Tuesday, December 21, 2004

Service Without Smiles

The first time I went to USA was when my company sent me to a software application manufacturer in San Diego to learn how to service helpdesk in a call centre. What I have learnt from there impressed me as I compare it with the service we provide in Singapore.

In the United States, when the helpdesk support staff picks up a call from a customer, he takes his time to service the customer, providing excellent quality and above all, without rushing or with impatience. When a customer requires an answer to something the support staff is unable to provide immediately, the customer patiently waits 'on hold' for the staff to research and stays on line till the staff gives him a reply. There were no sign of any impatient gesture between the customer and the support staff, and even though the line may be toll free, it is still something we can learn about cultural differences and expectations.

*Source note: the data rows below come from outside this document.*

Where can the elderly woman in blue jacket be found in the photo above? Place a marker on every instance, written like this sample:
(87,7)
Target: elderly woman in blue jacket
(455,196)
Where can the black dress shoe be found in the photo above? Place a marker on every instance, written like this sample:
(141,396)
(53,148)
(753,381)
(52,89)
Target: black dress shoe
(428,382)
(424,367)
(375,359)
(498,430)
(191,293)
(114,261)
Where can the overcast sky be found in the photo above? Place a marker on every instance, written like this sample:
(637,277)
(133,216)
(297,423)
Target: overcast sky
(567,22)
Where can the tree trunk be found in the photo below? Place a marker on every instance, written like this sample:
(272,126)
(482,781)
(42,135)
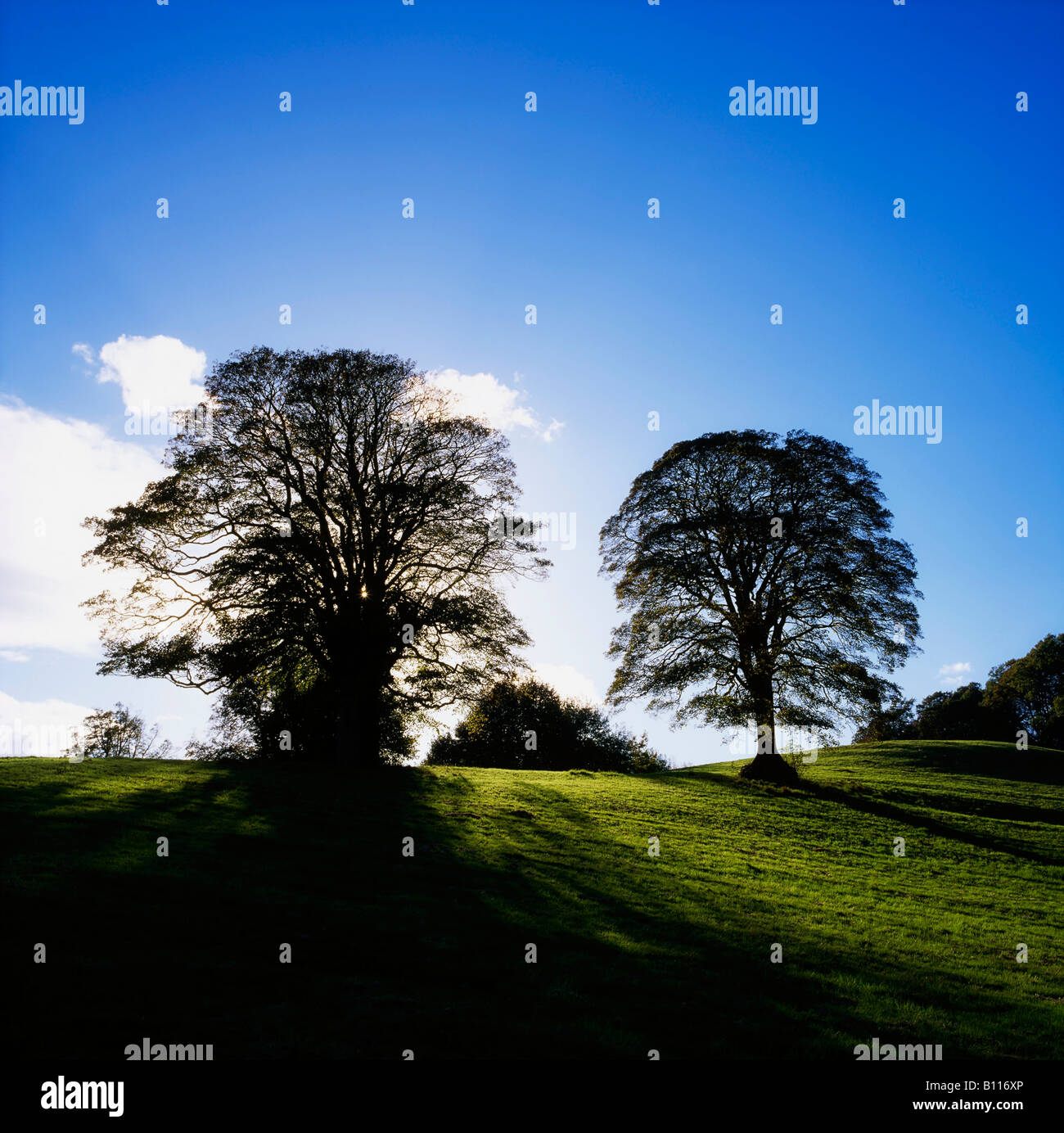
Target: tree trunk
(358,720)
(769,765)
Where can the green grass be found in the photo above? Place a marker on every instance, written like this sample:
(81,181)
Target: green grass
(634,952)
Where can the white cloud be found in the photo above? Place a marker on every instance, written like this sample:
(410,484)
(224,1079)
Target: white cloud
(42,728)
(53,472)
(951,675)
(484,397)
(568,681)
(161,371)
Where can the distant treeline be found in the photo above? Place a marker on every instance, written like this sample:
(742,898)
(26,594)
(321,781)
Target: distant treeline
(1023,702)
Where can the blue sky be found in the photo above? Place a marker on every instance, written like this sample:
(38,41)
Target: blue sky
(634,315)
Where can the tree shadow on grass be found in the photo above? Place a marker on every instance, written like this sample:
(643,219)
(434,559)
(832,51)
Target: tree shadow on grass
(390,953)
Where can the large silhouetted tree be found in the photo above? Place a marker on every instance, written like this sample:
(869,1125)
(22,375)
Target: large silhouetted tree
(326,553)
(762,586)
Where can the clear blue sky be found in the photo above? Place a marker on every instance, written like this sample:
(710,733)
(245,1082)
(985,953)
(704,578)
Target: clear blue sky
(634,315)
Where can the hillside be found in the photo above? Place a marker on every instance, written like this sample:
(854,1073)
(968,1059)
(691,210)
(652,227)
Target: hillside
(429,953)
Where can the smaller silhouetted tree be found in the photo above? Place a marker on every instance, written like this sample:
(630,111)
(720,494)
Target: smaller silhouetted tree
(526,725)
(1031,690)
(892,720)
(117,734)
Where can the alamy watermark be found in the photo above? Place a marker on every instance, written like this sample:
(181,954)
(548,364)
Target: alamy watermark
(774,101)
(43,102)
(901,421)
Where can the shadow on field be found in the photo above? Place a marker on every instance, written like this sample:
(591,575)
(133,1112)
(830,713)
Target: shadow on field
(389,953)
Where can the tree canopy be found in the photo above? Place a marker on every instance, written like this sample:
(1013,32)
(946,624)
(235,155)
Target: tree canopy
(323,553)
(762,585)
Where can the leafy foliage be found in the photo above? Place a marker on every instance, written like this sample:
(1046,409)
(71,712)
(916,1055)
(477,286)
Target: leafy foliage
(117,734)
(321,554)
(526,725)
(760,584)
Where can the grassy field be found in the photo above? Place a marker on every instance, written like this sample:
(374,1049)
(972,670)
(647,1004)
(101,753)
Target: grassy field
(633,952)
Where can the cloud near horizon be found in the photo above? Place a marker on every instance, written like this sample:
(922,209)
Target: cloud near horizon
(161,371)
(484,397)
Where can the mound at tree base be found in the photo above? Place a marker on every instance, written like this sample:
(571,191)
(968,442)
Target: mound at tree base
(769,769)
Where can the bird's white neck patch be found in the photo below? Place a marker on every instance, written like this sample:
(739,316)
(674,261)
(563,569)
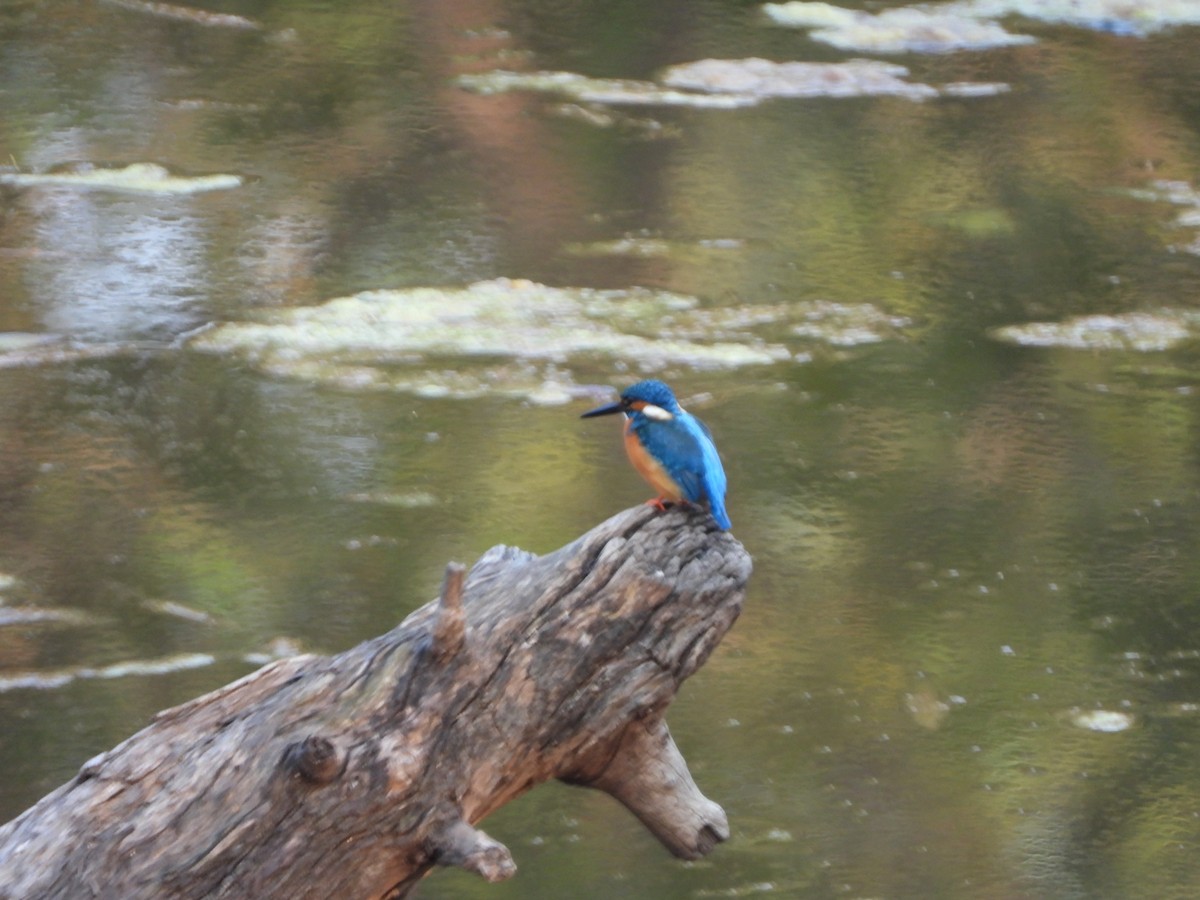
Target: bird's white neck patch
(657,413)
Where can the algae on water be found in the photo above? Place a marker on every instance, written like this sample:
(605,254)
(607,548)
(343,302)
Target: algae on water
(517,339)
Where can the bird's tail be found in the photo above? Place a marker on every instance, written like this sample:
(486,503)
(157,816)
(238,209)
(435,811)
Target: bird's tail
(717,507)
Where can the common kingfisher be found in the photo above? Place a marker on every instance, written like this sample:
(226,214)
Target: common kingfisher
(670,448)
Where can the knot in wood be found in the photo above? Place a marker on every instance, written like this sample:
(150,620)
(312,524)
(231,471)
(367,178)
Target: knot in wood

Over here in Singapore, support staff are expected to rush and support as many customers as possible. Before the answers are provided, we either asked the customers to call back again or tell them we will call them back, taking extensively long time to 'research' before an attempt is made to return a call. Customers are expected to pay via 1-900 line and as the cost gets clocked at each tick, so is the growing impatience of the customer. Alternatively, we provide an answering service that is always busy or difficult to get a real person to talk to. Temperament flares up between customers and support staff frequently and eventually neither the customers nor the support staff accomplishes anything.

This is the kind of support service we get in Singapore, and this is the kind of expectations we get from customers. Tell me I am wrong or prove to me otherwise, and I will readily write another article to demonstrate the 'perfect' service a company provides because this is one area I will be glad to see improved.